Each is 1080mm square with the post holes 10mm from the left and bottom edges, and 170mm from the top and right edges.
The size is chosen for maximum flexibility while still making it easy to transport in a typical family car.
A 1220mm x 2440mm sheet contains enough material to make two panels and 48 walls with care. Note that 48 walls is not really enough for a 5×11 maze. 75 walls would be a better number.
Holes for the posts are 6.1mm diameter on 180mm centres.
Each panel can be used to make a 5×5 practice maze.
When nine panels are combined for a contest, there is a one-cell additional boundary that can be used for sensor calibration.
A minimum of three panels is needed to create a maze with a ‘legal’ goal area.
Four panels combined will make a 11×11 mini-maze for occasional events.
The construction of these floor panels was given at Minos 2018.
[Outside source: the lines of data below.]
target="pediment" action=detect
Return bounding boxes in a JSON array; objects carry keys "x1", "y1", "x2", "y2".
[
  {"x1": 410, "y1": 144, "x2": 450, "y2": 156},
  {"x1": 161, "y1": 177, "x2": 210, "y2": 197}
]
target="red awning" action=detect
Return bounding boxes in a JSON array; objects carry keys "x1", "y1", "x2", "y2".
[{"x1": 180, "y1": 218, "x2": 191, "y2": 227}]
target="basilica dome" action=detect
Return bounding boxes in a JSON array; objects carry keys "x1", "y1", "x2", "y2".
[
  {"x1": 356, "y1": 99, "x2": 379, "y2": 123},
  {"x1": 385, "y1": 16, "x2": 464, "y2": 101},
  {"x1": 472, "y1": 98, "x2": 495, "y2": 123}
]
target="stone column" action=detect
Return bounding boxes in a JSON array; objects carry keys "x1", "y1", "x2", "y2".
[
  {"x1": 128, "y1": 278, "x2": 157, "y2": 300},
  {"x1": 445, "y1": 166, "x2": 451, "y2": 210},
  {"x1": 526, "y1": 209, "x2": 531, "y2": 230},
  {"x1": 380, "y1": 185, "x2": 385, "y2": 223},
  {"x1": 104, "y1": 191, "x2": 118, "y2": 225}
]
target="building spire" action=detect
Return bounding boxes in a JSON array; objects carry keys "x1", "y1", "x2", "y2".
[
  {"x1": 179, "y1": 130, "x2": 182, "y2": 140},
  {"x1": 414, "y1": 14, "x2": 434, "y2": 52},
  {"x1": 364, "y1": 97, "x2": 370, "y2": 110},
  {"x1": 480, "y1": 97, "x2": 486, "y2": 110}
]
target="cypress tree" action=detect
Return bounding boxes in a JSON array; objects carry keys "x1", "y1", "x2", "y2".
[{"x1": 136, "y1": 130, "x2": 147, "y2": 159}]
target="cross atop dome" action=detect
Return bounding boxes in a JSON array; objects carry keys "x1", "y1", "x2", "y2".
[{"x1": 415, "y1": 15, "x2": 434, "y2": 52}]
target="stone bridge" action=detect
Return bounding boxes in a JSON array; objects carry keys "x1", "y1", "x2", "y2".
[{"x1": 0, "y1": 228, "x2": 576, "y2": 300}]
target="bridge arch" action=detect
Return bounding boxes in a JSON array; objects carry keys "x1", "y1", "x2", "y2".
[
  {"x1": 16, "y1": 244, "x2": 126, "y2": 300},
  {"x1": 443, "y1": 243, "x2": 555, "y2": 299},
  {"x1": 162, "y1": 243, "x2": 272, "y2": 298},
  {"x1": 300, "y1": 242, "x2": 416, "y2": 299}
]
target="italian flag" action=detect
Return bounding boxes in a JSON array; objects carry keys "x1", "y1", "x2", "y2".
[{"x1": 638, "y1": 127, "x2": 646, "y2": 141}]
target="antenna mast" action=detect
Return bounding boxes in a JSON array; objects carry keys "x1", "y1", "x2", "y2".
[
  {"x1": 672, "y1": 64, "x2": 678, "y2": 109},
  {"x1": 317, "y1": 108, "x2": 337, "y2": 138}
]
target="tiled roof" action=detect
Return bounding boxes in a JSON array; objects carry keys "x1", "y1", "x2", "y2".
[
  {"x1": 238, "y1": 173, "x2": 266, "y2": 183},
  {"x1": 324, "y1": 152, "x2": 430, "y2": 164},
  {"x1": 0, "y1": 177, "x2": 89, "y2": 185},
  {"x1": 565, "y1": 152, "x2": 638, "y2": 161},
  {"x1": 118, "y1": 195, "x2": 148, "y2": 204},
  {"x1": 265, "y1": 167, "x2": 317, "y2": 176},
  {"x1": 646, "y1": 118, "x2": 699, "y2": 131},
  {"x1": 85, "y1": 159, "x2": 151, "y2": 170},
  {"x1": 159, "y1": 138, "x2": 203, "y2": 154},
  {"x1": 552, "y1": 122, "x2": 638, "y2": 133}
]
The panels used for the half-size maze are the same as those used for a full-size maze as described by Duncan Louttit and Bernard Grabowski at the 2018 Minos conference. You can find the descriptions here:
Half size maze
The maze base is made from 12mm MDF routed to size and with the holes drilled using a CNC router. If you need this done, email UKMARS@swallow.co.uk and we will try and arrange it. They cost £40 per pair for collection from Stroud. This can be used on its own for mazes up to 10 by 10 or with a tongue and groove arrangement similar to the full-size maze to allow them to be extended to any desired size.
The panels used for the half-size maze are similar to those used for a full-size maze as described by Duncan Louttit and Bernard Grabowski at the 2018 Minos conference.
The difference is in the panel size and hole spacing.
Each panel is 900mm square with a grid of 6.1mm post holes on 90mm centres, starting 10mm from the left and bottom edge
Walls and Posts
The walls are 3D printed in ABS in four pieces. There are two identical thin wall sections that are glued together with acetone. This means that the outsides are the face that is printed on the bed of the printer for best finish.
These parts will need fettling on a piece of fine sandpaper to avoid printing flash etc.
The posts are 3D printed in ABS as two pieces glued together with acetone. They are printed flat-side down on the bed. This ensures that the layers are in the correct orientation for strength.
These parts will need fettling with a swiss file to remove printer artefacts as needed.
The prototypes were printed in TitanX white ABS on a Robox printer.